After preprocessing, the mean time-to-onset of T2D was 5.7 and 5.9 years for the training (n = 374 cases) and test (n = 252 cases) sets, respectively. Mean age at onset was also similar between the training and test set at 61.2 and 60.4 years and the mean BMI for cases (at baseline) was 31.7 and 32.2 kg m2. The full set of cohort summary details for cases and controls in both sets are shown in Table 1. The preprocessing steps and sample sizes at each step are shown in Extended Data Fig. 1. The machine learning prediction pipeline of the MethylPipeR package is shown in Fig. 1.

Table 1 Summary information for the Generation Scotland training and test sets
Fig. 1: The prediction pipeline and functionality provided in MethylPipeR.
figure 1

MethylPipeR is an R package designed to facilitate reproducible prediction pipelines using DNAm or other types of high-dimensional omics data. The green text boxes indicate functionality incorporated from external R packages. The blue area indicates the functionality included within MethylPipeR.

Null model for the incremental modeling approach

A Cox proportional-hazards model in the test set with age, sex, BMI, self-reported hypertension and family history of diabetes as predictors yielded good classification metrics: area under the receiver operating characteristic curve (AUC) = 0.839, area under the precision-recall curve (PRAUC) = 0.227.

Incremental model using the direct epigenetic score

In the risk factors plus direct epigenetic score test set model, Cox proportional-hazards with least shrinkage and selection operator (LASSO) performed the best, showing an AUC and PRAUC of 0.870 and 0.299, respectively (P = 3.6 × 10−27 for the epigenetic score coefficient). This corresponds to an increase of 3.1% and 7.2% over the standard risk factor model.

Overall, the tree-ensemble models used for the direct epigenetic score resulted in lower performance compared to the Cox proportional-hazards LASSO. AUC values for random survival forests (RSF) and survival Bayesian additive regression trees (sBART) were 0.852 and 0.840 and the PRAUC values were 0.247 and 0.230, respectively (Supplementary Table 1). P values for the epigenetic score coefficients and receiver operating characteristic (ROC) curves for all models are given in Supplementary Table 2.

Incremental model using the composite protein epigenetic score

The composite protein epigenetic score (with 109 possible input protein epigenetic score features) derived using a Cox proportional-hazards LASSO model showed good performance with AUC and PRAUC of 0.864 and 0.270, respectively (epigenetic score coefficient P = 1.61 × 10−18).
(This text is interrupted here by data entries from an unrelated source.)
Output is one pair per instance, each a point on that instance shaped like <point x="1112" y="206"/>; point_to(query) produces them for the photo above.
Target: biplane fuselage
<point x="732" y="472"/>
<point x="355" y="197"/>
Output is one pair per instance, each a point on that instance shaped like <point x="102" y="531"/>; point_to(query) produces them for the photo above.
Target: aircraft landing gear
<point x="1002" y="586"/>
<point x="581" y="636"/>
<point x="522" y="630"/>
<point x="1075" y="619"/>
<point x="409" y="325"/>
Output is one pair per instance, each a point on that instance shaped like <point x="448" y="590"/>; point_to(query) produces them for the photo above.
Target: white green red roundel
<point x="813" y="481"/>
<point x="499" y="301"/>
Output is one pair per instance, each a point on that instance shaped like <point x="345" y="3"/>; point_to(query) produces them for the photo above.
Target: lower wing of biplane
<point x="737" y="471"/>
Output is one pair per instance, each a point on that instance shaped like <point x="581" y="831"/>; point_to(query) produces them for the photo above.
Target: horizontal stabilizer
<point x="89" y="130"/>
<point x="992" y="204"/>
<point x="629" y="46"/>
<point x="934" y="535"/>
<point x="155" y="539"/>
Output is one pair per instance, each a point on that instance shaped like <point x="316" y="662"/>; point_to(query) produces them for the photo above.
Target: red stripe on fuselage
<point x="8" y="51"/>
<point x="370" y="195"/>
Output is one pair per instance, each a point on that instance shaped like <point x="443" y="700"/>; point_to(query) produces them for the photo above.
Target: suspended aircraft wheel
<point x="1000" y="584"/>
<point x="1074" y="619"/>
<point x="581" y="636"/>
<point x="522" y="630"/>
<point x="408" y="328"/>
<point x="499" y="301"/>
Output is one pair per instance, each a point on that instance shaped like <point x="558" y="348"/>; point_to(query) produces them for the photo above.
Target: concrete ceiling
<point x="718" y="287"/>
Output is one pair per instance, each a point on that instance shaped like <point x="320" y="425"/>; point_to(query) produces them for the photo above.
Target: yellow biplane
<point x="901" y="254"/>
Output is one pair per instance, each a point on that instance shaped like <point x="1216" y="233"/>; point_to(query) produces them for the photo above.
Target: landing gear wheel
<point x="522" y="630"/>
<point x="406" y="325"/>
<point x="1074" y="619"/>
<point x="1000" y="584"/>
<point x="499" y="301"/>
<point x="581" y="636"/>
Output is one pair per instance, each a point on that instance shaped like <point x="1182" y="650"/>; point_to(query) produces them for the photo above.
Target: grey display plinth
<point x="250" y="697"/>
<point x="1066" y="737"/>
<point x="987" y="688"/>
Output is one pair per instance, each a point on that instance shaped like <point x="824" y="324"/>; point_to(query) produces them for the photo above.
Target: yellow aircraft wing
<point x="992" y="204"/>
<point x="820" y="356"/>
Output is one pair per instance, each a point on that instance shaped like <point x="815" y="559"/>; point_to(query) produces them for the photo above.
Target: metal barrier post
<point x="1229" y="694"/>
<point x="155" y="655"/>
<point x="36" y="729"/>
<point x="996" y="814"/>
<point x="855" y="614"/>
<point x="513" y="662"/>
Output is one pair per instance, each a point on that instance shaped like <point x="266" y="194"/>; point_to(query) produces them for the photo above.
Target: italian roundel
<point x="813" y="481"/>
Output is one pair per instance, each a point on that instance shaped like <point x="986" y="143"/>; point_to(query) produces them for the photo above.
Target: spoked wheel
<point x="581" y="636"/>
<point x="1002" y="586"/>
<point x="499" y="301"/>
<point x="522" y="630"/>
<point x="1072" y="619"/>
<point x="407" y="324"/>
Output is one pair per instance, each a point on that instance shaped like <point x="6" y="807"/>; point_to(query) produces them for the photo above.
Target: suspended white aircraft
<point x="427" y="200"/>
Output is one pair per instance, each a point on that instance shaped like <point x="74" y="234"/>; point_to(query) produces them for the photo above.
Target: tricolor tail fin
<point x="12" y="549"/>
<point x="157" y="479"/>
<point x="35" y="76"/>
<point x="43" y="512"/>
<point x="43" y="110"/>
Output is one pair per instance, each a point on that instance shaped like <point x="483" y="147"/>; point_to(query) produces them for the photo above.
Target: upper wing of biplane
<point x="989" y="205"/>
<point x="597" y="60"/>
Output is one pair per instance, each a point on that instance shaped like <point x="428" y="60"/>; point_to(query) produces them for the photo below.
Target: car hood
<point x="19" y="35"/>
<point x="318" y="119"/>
The increase in PRAUC was smaller for the composite protein epigenetic score compared to the direct epigenetic score but still a notable improvement over using risk factors only.

Incremental model using composite protein plus direct epigenetic scores

The full model (risk factors plus composite protein epigenetic score plus direct epigenetic score) with a Cox proportional-hazards LASSO direct epigenetic score gave an AUC and PRAUC of 0.872 and 0.302, respectively. The full models with RSF and sBART-derived direct epigenetic scores showed AUCs of 0.866 and 0.864, respectively. The corresponding PRAUC values were 0.273 and 0.270. Therefore, the best overall model used direct and composite protein epigenetic scores from Cox proportional-hazards LASSO models. The ROC and precision–recall curves for the full models and risk factor-only model are shown in Fig. 2. We also examined if our findings were robust to potential lag effects in T2D diagnosis19. Increases to both the AUC and PRAUC were observed when adding the epigenetic scores to a risk factor-only model after excluding cases diagnosed within the first 2 years of follow-up (Supplementary Table 3).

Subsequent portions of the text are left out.